Not long after ConsenSys founder and CEO Joseph Lubin told BREAKER about its plans to “reorganize,” the Ethereum-focused company got concrete about layoffs. As per its announcement on Thursday, ConsenSys is going to reduce the “mesh” (the collective name for its employees) by 13 percent. With around 1,200 employees, that’s roughly 156 people out of a job. (Full disclosure: Lubin is one of four cofounders of BREAKER’s parent company, SingularDTV.)
This has elicited plenty of reactions, many that reflect on Ethereum, the network ConsenSys has worked so hard to make itself synonymous with. (In a November interview with BREAKER, ConsenSys CMO Amanda Gutterman said, “That’s good, you should be confusing them,” when I slipped up and called ConsenSys “Ethereum.”) Lubin has long talked a big game about how there’s no reason to worry about ConsenSys’s sustainability, but Forbes recently estimated that the majority of its businesses have spent more money than they’ve made—an estimate that’s looking accurate based on yesterday’s layoffs.
The answer is, always, the egg. Eggs existed well before chickens. But if the chicken is trying to be the egg, then all bets are off.

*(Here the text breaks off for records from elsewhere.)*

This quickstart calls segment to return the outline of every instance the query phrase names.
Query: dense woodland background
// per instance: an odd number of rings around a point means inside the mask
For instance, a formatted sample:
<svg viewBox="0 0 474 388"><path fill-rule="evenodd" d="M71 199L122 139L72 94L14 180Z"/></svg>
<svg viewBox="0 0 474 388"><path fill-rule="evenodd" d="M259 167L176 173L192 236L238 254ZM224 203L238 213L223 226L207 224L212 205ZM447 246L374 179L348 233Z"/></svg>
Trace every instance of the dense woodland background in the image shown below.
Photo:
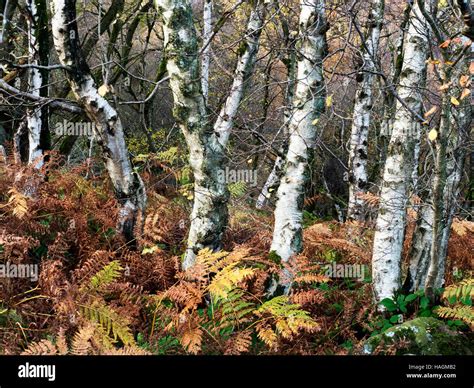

Some commented by (jokingly?) directing the people whom ConsenSys laid off to Ripple, which is apparently hiring. XRP’s market capitalization now exceeds Ethereum’s by over $3 billion, representing the current state of the most enduring “rippening” (when XRP exceeds ether’s market capitalization) to date.
It’s kind of a “chicken or the egg” question. Is ConsenSys (the “chicken” in this not-tortured analogy) contributing to the falling price of ether, or is ether’s falling price causing ConsenSys’s layoffs? The answer is, always, the egg. Eggs existed well before chickens. But if the chicken is trying to be the egg, then all bets are off.
Others are harkening back to the bet Lubin made with bitcoin maximalist Jimmy Song back in May 2018. Lubin wagered “any amount of bitcoin” that five years from then, there would be around five different decentralized applications with significant user numbers (besides bitcoin).
Largely, though, people are watching to see whether anyone invested in the Ethereum blockchain, not just ConsenSys, is sweating. Someone even wrote an Eminem-inspired rap about it that, in addition to Lubin, references Vitalik Buterin and Coinbase CEO Brian Armstrong.
Meanwhile, ConsenSys is putting on a brave face. Its Medium post from Thursday reminds readers that “price isn’t the whole story,” pointing to all kinds of hopeful numbers, like the 240 million transaction increase across the Ethereum network since June. There’s been “relative [price] stability” (prices have been reliably lower than they were earlier this year, it’s true), and now there are almost 49 million unique addresses on the blockchain, ConsenSys writes. That’s the spirit—and a show that Lubin hasn’t quite lost the bet to Song, yet.